Improving RPM as a packaging system
As I mentioned yesterday, scripts in packaging systems are an opportunity to make mistakes. Thus, one thing that RPM could do to improve is to automate as many of the things that are done repeatedly in install and removal scripts (of which RPM has several variants).
There are two improvements that jump out at me. First, many packages only do things when they are being actually installed or removed instead of being upgraded (and sometimes do other things during an upgrade). Right now people detect these cases by boiler-plate shell script code, but RPM should make this available directly, by having scripts that are executed only in the appropriate context.

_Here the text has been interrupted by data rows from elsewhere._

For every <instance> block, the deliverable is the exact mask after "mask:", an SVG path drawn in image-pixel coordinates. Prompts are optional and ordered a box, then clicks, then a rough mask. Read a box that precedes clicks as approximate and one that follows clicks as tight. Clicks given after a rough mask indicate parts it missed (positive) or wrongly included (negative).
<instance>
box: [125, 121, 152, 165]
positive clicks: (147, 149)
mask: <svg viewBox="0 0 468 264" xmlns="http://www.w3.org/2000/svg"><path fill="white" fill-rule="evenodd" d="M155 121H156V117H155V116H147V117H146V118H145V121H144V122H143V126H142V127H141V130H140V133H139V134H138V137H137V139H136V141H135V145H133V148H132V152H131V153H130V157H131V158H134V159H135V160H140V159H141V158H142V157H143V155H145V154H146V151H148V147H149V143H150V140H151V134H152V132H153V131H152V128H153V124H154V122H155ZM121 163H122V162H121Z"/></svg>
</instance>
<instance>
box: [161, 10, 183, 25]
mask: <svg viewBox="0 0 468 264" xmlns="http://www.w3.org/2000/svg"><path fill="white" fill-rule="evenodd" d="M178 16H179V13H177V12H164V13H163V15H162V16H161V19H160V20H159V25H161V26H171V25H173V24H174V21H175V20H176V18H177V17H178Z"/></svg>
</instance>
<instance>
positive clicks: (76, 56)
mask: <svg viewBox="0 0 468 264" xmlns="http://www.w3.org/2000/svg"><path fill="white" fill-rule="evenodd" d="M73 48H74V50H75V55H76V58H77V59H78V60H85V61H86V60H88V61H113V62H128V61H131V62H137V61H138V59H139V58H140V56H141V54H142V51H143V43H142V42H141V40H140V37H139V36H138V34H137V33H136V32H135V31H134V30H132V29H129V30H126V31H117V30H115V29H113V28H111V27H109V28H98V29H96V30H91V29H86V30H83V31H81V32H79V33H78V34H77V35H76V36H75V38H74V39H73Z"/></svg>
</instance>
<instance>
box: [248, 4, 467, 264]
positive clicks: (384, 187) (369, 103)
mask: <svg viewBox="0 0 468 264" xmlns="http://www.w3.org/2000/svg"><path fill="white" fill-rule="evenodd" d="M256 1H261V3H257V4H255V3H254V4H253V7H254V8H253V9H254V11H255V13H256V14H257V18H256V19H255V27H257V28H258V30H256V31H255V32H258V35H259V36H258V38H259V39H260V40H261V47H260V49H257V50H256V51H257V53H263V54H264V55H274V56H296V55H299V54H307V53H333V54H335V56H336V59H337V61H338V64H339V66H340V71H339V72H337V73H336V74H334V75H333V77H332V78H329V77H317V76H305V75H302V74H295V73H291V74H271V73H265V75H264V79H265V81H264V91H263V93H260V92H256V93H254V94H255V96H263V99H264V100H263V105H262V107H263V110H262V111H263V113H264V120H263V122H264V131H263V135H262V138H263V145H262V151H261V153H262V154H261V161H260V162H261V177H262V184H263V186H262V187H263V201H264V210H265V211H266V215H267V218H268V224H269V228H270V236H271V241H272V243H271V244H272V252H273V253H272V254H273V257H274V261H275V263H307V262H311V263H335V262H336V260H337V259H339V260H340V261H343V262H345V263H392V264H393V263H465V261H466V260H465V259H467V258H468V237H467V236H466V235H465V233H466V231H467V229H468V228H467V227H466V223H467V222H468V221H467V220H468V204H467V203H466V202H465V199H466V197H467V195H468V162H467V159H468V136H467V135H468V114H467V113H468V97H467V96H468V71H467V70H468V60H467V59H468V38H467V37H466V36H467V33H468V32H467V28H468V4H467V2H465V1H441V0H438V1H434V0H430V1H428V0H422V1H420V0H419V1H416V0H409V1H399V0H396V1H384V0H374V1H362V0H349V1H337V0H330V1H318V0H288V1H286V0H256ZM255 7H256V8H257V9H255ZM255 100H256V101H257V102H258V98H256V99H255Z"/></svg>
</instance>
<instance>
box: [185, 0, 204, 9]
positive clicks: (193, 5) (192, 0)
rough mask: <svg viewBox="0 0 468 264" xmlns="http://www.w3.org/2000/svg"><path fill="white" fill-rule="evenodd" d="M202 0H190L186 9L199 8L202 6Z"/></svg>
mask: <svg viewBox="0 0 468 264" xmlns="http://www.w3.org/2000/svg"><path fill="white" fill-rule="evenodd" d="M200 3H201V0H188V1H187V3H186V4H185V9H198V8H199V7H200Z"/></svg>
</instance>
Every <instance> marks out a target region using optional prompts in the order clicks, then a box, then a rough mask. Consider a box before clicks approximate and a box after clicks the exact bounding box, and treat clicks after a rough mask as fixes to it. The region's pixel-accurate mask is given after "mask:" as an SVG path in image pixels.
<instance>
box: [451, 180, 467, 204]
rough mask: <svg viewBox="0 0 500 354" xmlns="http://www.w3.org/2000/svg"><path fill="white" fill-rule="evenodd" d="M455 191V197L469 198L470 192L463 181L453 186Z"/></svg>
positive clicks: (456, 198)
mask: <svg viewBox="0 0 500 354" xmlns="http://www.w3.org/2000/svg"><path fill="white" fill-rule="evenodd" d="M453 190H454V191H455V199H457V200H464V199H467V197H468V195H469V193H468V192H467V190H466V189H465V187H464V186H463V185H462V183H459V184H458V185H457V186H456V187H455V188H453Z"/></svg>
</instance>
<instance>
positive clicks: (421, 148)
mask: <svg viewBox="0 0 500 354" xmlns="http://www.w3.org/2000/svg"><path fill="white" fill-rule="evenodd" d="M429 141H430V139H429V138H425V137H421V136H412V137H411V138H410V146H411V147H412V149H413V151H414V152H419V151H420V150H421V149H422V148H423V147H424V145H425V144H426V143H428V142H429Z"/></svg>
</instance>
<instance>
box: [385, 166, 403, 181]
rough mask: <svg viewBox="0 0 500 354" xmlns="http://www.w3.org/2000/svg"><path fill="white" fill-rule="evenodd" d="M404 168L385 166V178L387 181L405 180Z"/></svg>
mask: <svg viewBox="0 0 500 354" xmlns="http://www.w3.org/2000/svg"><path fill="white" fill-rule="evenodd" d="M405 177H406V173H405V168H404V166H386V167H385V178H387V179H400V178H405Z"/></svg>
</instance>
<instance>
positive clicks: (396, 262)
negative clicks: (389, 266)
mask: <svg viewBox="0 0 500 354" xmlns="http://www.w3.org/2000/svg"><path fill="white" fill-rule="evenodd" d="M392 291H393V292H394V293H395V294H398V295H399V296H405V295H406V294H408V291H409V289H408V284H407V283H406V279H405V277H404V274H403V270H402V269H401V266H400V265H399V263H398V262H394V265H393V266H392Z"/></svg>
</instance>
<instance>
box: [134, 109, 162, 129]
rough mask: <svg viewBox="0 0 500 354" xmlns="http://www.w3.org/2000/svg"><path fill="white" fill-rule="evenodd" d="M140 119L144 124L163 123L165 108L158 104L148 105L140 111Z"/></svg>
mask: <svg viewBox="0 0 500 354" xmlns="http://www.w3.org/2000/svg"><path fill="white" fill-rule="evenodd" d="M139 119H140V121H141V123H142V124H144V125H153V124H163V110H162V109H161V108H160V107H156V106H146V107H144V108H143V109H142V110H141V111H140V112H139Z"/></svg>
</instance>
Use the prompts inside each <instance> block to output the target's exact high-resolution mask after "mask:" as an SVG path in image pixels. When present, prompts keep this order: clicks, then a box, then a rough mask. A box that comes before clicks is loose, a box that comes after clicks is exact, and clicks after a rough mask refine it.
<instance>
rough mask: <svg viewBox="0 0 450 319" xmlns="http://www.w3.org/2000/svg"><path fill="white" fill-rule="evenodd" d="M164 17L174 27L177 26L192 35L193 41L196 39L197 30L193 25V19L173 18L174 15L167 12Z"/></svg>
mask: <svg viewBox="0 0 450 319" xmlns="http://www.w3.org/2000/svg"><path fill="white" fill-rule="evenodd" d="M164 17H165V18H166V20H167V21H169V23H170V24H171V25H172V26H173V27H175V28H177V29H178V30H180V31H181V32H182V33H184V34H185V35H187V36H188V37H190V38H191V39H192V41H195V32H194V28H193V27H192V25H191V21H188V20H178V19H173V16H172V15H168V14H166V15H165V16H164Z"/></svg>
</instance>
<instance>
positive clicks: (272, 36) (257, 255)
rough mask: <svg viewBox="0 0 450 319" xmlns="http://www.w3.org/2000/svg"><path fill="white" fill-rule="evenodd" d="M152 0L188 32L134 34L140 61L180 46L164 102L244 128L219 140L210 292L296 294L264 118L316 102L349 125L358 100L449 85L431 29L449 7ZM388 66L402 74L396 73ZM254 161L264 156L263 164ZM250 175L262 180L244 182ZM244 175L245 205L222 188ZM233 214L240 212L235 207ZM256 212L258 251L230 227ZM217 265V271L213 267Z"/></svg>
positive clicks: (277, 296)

The second is that there are all sorts of generic types of files that want specific actions to be performed when they are installed or removed; for example, every time you install or remove a Gnome application it rebuilds the gconf schemas stuff. Right now (you saw this coming) everyone does this with standard boilerplate in scripts, which is bad.
Clearly we don't want the core RPM people to have to add specific actions and file types for every sort of semi-standard file that people invent. Instead RPM needs a mechanism where you can tag a file as having some arbitrary type, and a standard extension mechanism (such as shell scripts in a known place) to tell RPM what to do for each type. Then people building RPMs for Gnome applications would just tag their gconf schema files as the appropriate type and rely on the actions that the core Gnome people had defined to handle all the details.
(Then people could extend this with extra features, for example to automatically run a syntax checker over all files tagged as gconf schemas at RPM build time and complain if they were malformed. That would just be a build-time action for that type of files.)